If only, you might say! As one commentator (Craigie) puts it: ‘the beauty of this passage is totally out of harmony with the reality of our world, yet fully in harmony with what we would like the world to be’. Even Jesus said that there would continue to be wars, just as there will continue to be poverty – and we know that true prophets continue to face strong opposition. But we should take heart – a key phrase in this passage: ‘For the mouth of the Lord has spoken’ – in other words, Micah’s vision speaks to the promise of God. We will see this vision fulfilled at the second coming of Jesus, with a new heaven and a new earth established: a state of society that knows not just the cessation and absence of war but the provision of a deep and pervasive peace.
This vision is yet to be fulfilled but it is already possible. Jesus himself has made it so. Justice and mercy, reconciliation and peace, belong together through the one who is both King of Kings and Servant of all. Bishop Mary (Bishop of Reading) spoke this week of the cross of Christ as standing for ‘the embrace of the God of love to a world that is broken and hurting, bringing together what has been held apart’. The cross is transformative for the whole created order – including you and me. It is the inspiration by which we can be peacemakers ourselves - because God has brought peace to us and his promise for the future.
That’s why, in God’s new society, Micah is able to declare, “No-one will be afraid”. Transformative love takes away fear – fear of others, fear of not having enough, fear of losing out if we give away.
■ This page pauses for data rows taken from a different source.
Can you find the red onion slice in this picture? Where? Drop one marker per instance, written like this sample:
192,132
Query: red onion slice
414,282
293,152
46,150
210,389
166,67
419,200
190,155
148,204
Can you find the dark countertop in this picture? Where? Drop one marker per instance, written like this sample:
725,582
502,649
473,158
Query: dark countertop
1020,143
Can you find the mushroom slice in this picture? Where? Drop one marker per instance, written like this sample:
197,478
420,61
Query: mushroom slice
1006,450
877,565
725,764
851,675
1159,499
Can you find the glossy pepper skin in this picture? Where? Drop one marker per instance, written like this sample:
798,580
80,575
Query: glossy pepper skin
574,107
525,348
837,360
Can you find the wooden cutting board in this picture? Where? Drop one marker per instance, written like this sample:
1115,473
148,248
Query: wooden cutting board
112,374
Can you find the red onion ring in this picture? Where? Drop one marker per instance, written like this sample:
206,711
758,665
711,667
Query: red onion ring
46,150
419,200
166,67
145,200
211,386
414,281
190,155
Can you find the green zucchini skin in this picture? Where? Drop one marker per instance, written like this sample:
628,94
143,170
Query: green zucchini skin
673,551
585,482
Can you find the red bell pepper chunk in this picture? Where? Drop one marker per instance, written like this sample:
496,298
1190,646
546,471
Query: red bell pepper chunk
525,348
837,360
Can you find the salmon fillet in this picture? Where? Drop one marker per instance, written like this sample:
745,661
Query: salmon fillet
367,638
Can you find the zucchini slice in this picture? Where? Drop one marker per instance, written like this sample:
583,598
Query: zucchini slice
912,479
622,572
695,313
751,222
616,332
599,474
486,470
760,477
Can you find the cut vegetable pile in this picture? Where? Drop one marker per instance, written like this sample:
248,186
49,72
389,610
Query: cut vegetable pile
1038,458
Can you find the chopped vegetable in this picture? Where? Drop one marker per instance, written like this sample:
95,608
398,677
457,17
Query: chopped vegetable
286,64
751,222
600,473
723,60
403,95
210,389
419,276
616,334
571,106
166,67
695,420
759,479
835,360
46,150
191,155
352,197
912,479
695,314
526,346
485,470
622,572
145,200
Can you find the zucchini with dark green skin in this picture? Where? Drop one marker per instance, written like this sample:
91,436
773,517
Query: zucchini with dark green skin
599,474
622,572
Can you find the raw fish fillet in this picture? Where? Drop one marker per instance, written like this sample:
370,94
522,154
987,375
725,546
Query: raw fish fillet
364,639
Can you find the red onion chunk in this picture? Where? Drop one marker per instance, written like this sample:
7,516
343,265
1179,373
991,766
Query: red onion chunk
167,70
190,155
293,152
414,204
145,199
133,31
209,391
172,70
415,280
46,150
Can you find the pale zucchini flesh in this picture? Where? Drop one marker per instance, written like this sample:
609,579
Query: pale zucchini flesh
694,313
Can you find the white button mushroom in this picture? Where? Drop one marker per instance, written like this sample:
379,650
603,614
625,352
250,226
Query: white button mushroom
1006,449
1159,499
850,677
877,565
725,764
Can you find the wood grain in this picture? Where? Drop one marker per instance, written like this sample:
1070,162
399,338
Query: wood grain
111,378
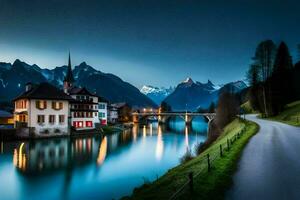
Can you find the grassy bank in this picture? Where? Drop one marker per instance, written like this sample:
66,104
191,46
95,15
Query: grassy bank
248,108
207,185
291,114
111,129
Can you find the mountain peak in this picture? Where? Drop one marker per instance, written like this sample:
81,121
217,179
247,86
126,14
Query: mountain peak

It removes the fear of living in the present because of not knowing what will come in the future. When visiting the 70,000 graves at Thiepval near the Somme (my Grandfather was nearly one of them but got a ‘Blighty’ – a wounded ticket home), I was humbled by many graves that were unidentified but included the words, ‘known unto God’. I was equally saddened by the French inscription on some which simply read, ‘Inconnu’. We are not unknown to God; he remembers us. Known and blessed especially are those who are poor, who are meek, who mourn, who hunger and thirst. Jesus is calling us, to be a community that lives out the vision of Micah, the vision that he personally inaugurated on earth: to be peacemakers in our families and communities - even when rejected; to stand for what is right and true in our workplace – even when it might cost us; to welcome the refugee, especially when people want to abuse the sign of the Cross in order to exclude others.
Having celebrated this year the 80th Anniversary of VE Day, we are grateful for the peace that most of us have enjoyed in Europe since 1945. But it’s a peace that is extremely fragile today and a world away from the experience of so many groups and countries. How important it is that we remember well: to remember with gratitude those who have served our country and continued to do so; to hold before God those caught within the wars of Ukraine, Gaza, of different countries in Africa (and elsewhere); to welcome those traumatised who flee for their lives; and to dedicate our own lives in the service of the Prince of Peace: ‘The mouth of the Lord has spoken…So let us resolve to walk in the name of the Lord our God now and forever’. Amen.